5 – Reforce as suas intenções todos os dias
A vida cotidiana é uma espécie de caos em turbilhão, e o ego fica entrincheirado em suas demandas. Você precisa lembrar-se, dia após dia, do seu propósito espiritual. Para algumas pessoas é útil escrever as suas intenções, para outros, são úteis os períodos de meditação regular e oração. Encontre o seu centro, olhe de perto para si mesmo e não deixe ir embora a sua intenção , até que ela se sinta bem centrada dentro de si mesmo.

6 – Aprenda a perdoar a si mesmo
Todos nós caímos nas armadilhas do egoísmo e da ilusão, quando menos esperamos. A observação casual que fere alguém, a mentira descuidada, e a vontade irresistível de enganar/trair são universais. Perdoe-se por ser como você é ou está agora. Aplique a si próprio o mesmo ditado válido para os outros: você está fazendo o melhor que pode, levando em conta seu próprio nível de consciência. (Eu gosto de lembrar de uma definição-mestra do discípulo perfeito: “Aquele que está sempre tropeçando, mas nunca cai”).

7 – Aprenda a deixar ir
O paradoxo de ser espiritual é que você está sempre errado e sempre certo, ao mesmo tempo. A vida é mudança, você deve estar preparado para deixar partir as crenças, pensamentos e ações de hoje, não importa o quão espiritual elas o façam sentir-se. Todas as fases do crescimento interior são boas. Cada uma delas é alimentada por Deus.

8 – Reverencie o que é sagrado
Nossa sociedade nos ensina a ser céticos em relação ao sagrado. Mas santo é o seu futuro, e cada mestre está tomando conta de você, esperando por você para se juntar a ele. Representantes humanos de Deus constituem um tesouro infinito. Mergulhar neste tesouro vai ajudá-lo a abrir o seu coração.

9 – Permita a Deus te assumir
A maioria das pessoas são viciadas em preocupações, controle, gestão e falta de fé. Resista à tentação de seguir essas tendências. Não escute a voz que diz que você tem que estar no comando, que a vigilância constante é a única maneira de conseguir algo. Deixe o espírito tentar um novo caminho. Sua intenção é a ferramenta mais poderosa à sua disposição. Intencione para que tudo funcione como deveria, então deixa rolar e permita que oportunidades e aberturas surjam em seu caminho. O resultado que você está tentando tanto forçar para conseguir, pode não ser tão bom para você como o que vem naturalmente. Se você pudesse dar mais um por cento de sua vida a Deus diariamente, você seria a pessoa mais iluminada do mundo em três meses. Tenha isso em mente e renuncie a alguma coisa, qualquer coisa, todos os dias.
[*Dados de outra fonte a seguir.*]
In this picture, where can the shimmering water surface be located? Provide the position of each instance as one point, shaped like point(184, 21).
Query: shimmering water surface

10 – Abrace o desconhecido
Ao longo dos anos você formou gostos e desgostos, você aprendeu a aceitar certos limites. Nada disso é o verdadeiro você. O desconhecido está esperando por você, um desconhecido que não tem nada a ver com o “eu” que você já conhece. Algumas pessoas chegam ao limite da ilusão apenas no momento da morte, e depois com um longo olhar para trás, parece ter tido uma vida incrivelmente curta e passageira. A parte de nós que conhecemos é a parte que se extingue por completo muito rápido.
Quando você sentir um novo impulso, um pensamento edificante, uma sacada nunca posta em prática antes, abrace o desconhecido. Acalente-o como um bebê recém-nascido. Deus vive no desconhecido, e quando você puder adotá-lo completamente, você estará em casa livremente.